Therefore, the purpose of this study was to investigate the possible involvement of serum IL-6, IL-10, IL-12, and IL-18 levels in determining clinicopathologic features and diagnostic yield as well as in predicting the spread of tumors, and most notably including the outcome measured as survival duration for patients with gastric carcinoma.

MATERIALS AND METHODS
Patients and blood samples

There were 68 patients enrolled in this study at King Chulalongkorn Memorial Hospital (Bangkok, Thailand) during April 2003 to May 2005. Gastric cancer was histologically proven in 51 patients and 17 gastric ulcer patients served as control. The Ethical Committee of the Faculty of Medicine, Chulalongkorn University, approved the study. Written informed consent was obtained from all patients. Immediately after blood sampling, serum was obtained by centrifugation at 2000 r/min for 15 min at 4°C and stored at 80°C until later analysis. Serum IL-6, IL-10, IL-12 and IL-18 levels were determined using ELISA kits (Quantikine R&D Systems, Inc., Minneapolis, MN) according to the manufacturer’s instructions. Briefly, serum samples were reacted with a monoclonal antibody that recognized an epitope of rat interleukins. After 2 h incubation and washing, streptavidin peroxidase-conjugated monoclonal antibody directed to a second epitope was added. This antibody bound to the interleukins captured by the first monoclonal antibody. The color reaction was terminated by a stop solution containing sulfuric acid, and absorbance was measured at 450 nm. Results were calculated from a standard curve generated by a four-parameter logistic curve-fit and expressed in pg/mL.
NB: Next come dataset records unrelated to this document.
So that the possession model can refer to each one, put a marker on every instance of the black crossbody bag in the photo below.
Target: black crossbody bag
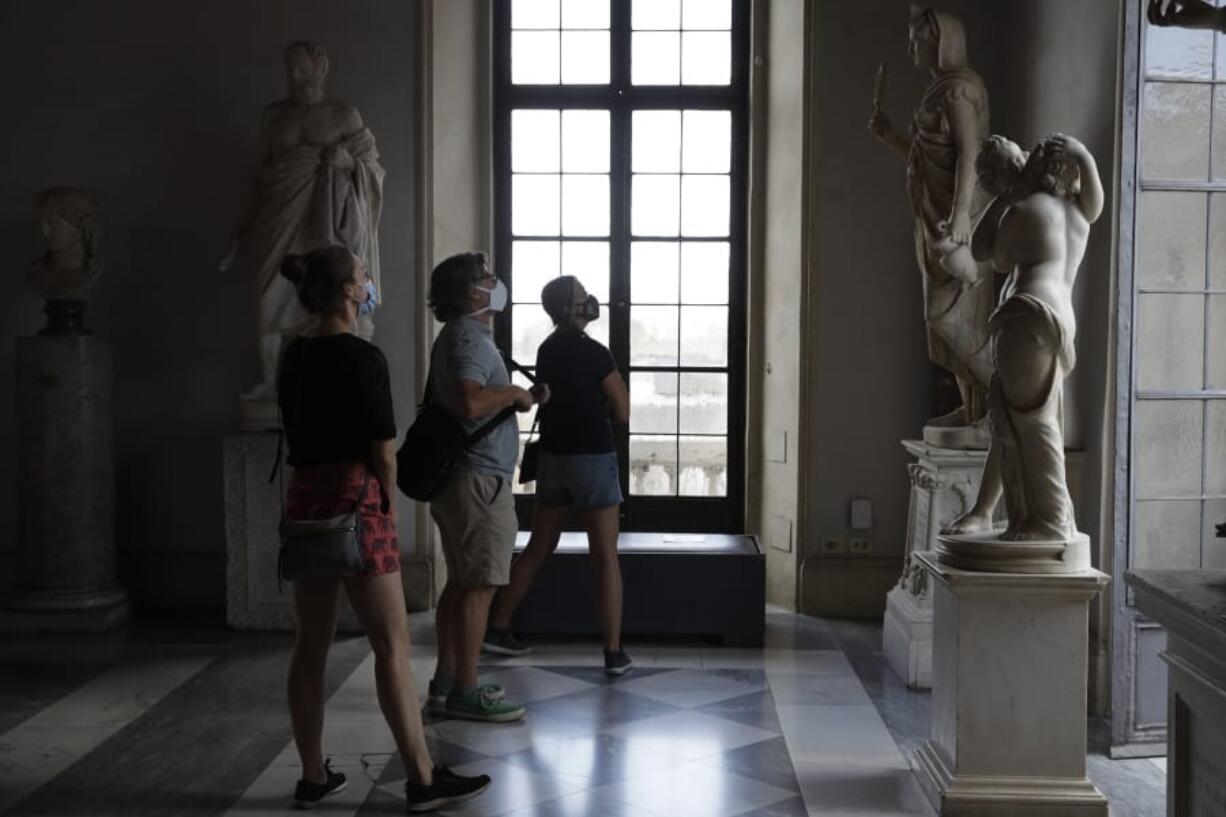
(435, 442)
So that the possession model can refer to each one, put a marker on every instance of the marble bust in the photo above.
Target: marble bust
(1037, 237)
(319, 183)
(939, 151)
(68, 218)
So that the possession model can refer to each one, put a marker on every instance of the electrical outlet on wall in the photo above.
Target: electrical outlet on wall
(831, 546)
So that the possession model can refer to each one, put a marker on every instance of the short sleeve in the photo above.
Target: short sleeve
(464, 360)
(376, 383)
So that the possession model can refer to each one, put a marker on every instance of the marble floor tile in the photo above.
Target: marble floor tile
(690, 687)
(695, 790)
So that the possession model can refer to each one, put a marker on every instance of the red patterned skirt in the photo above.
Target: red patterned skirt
(326, 491)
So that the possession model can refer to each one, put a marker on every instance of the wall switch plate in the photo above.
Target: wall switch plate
(831, 546)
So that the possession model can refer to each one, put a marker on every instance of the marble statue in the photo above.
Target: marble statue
(1036, 236)
(319, 183)
(1187, 14)
(944, 136)
(68, 218)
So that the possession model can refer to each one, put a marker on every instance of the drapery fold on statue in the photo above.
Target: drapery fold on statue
(310, 198)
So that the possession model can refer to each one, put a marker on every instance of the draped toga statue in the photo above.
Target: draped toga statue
(945, 133)
(1037, 237)
(319, 183)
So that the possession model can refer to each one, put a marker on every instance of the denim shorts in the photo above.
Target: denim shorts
(585, 481)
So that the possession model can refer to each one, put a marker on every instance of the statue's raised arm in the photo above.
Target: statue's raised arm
(1186, 14)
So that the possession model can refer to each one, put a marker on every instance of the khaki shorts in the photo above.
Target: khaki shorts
(476, 517)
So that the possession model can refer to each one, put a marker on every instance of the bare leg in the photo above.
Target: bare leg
(315, 606)
(602, 531)
(379, 604)
(467, 629)
(547, 525)
(444, 632)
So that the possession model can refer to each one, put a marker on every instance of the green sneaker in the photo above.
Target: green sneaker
(437, 698)
(482, 704)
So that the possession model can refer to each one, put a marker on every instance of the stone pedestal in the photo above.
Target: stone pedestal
(1010, 654)
(66, 480)
(1192, 606)
(943, 486)
(253, 512)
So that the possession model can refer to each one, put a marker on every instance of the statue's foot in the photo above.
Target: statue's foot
(951, 420)
(262, 391)
(971, 523)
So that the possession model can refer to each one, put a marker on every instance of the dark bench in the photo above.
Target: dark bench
(674, 584)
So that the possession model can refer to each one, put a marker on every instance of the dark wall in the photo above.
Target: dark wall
(153, 107)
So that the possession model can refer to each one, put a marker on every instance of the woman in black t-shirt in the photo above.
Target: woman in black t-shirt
(336, 410)
(576, 469)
The clinical data collected included age, sex, symptoms, presentation, history of cigarette smoking and alcohol drinking, lesion site, histological type, metastasis, treatment, H pylori status, blood chemistry, result of treatment, and survival time. The histological diagnosis was based on the morphological examination by hematoxylin and eosin-staining.

Statistical analysis

Data were expressed as mean ± SD. Comparisons between groups were analyzed by the chi-square test for categorical variables and Student’s t test with 95% confidence interval when appropriate for quantitative variables. Survival curves were constructed using the Kaplan-Meier method. The Pearson correlations were used. P values below 0.05 for a two-tailed test were considered statistically significant. All statistical analyses were performed using the SPSS software for Windows, version 11.5.

RESULTS

Of the 51 patients with gastric cancer, 26 were males (55.32%) and 21 were females (44.68%) with their age ranging from 33 to 85 years (mean age 64.49 ± 13.83 years). The common presentations included weight loss (41.2%), dyspepsia (39.2%), and upper gastrointestinal bleeding (15.7%) (Figure 1).

Figure 1
Figure 1 Symptoms of gastric cancer patients.
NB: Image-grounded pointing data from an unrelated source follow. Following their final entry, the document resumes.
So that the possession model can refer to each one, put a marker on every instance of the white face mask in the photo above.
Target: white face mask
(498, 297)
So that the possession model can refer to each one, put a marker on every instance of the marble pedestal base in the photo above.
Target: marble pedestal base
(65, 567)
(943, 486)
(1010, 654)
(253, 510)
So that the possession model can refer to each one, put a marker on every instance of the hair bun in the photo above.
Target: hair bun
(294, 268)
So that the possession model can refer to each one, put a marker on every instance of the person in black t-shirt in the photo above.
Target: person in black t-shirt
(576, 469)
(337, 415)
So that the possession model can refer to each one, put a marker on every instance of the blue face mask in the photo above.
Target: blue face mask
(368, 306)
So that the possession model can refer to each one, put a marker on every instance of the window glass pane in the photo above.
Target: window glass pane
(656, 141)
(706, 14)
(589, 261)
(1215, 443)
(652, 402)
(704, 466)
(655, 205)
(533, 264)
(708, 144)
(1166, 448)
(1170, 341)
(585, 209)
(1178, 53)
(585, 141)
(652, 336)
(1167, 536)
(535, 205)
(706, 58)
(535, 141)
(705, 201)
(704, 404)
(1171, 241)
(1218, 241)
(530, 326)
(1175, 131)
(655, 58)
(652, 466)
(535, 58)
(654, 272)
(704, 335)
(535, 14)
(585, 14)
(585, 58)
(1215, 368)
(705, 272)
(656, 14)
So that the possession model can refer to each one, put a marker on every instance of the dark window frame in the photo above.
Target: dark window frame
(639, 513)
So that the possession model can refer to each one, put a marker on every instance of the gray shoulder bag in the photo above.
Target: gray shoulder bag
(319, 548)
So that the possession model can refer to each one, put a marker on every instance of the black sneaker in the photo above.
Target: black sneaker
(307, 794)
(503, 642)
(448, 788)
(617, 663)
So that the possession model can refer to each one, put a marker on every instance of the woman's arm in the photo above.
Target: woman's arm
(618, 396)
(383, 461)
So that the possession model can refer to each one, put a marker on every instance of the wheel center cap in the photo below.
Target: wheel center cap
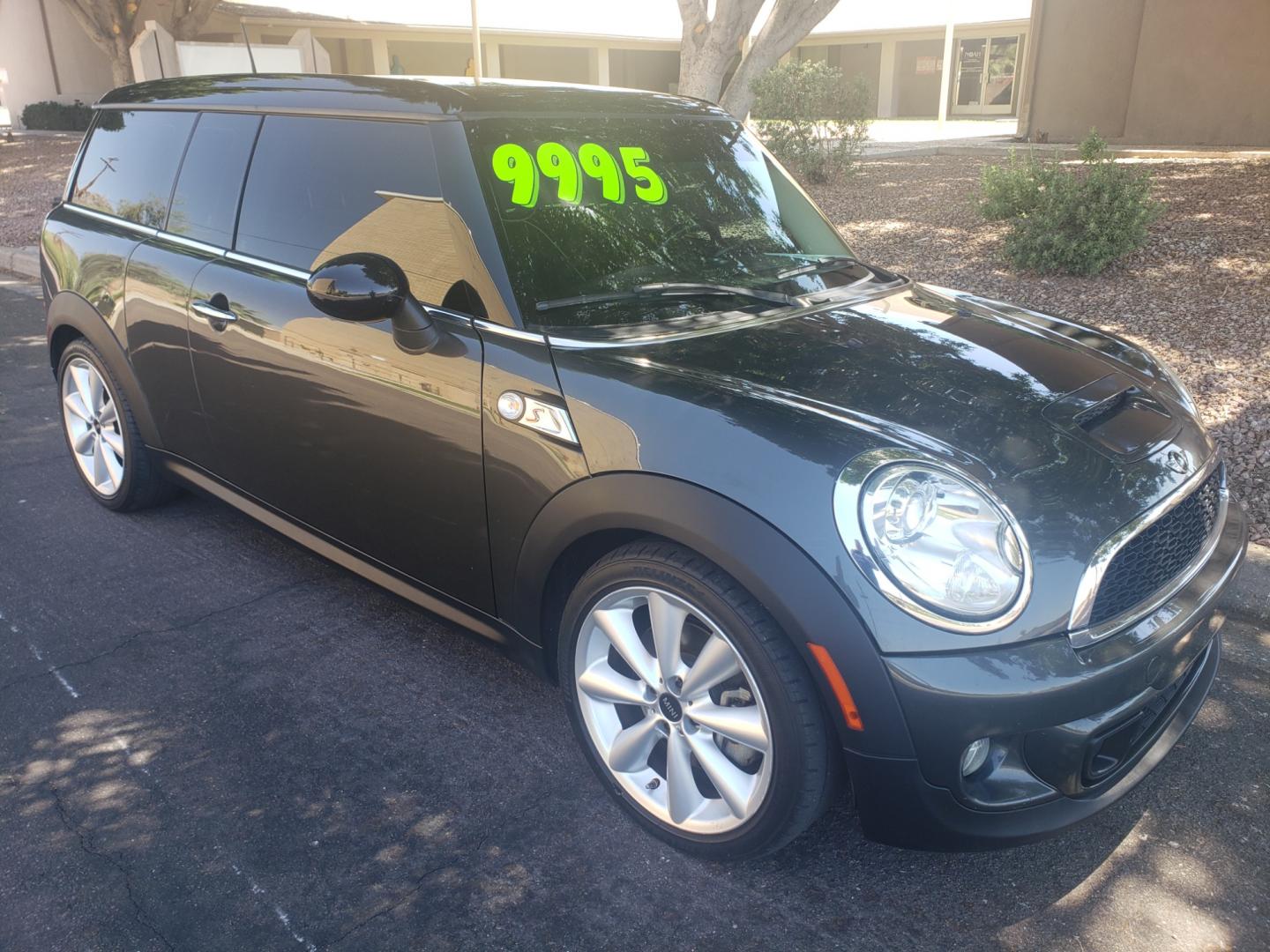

A total of 35.3% of gastric cancer patients and 6.3% of controls were smokers (P = 0.029). Moreover, 32.4% of gastric cancer patients and 6.3% of controls were alcoholic drinkers (P = 0.044).

Lesion location was found in pyloric-antrum of 39.4% patients, gastric body of 39.4% patients, upper stomach of 12.2% patients and entire stomach of 6.1% patients. H pylori infection was detected in 44.4% patients. The poorly differentiated adenocarcinoma was the most common pathologic finding (60.7%). Surgical treatment was performed in 44.1% patients (total gastrectomy in 5.9%, subtotal gastrectomy in 32.4% and palliative bypass surgery in 5.9%). Systemic chemotherapy was given as an adjuvant therapy in 8.8% patients. Carcinomatosis peritoneii were found in 18.8% patients. The mean survival time was 13.03 ± 9.75 mo (Figure 2).

Figure 2
Figure 2 Mean survival time of gastric cancer patients.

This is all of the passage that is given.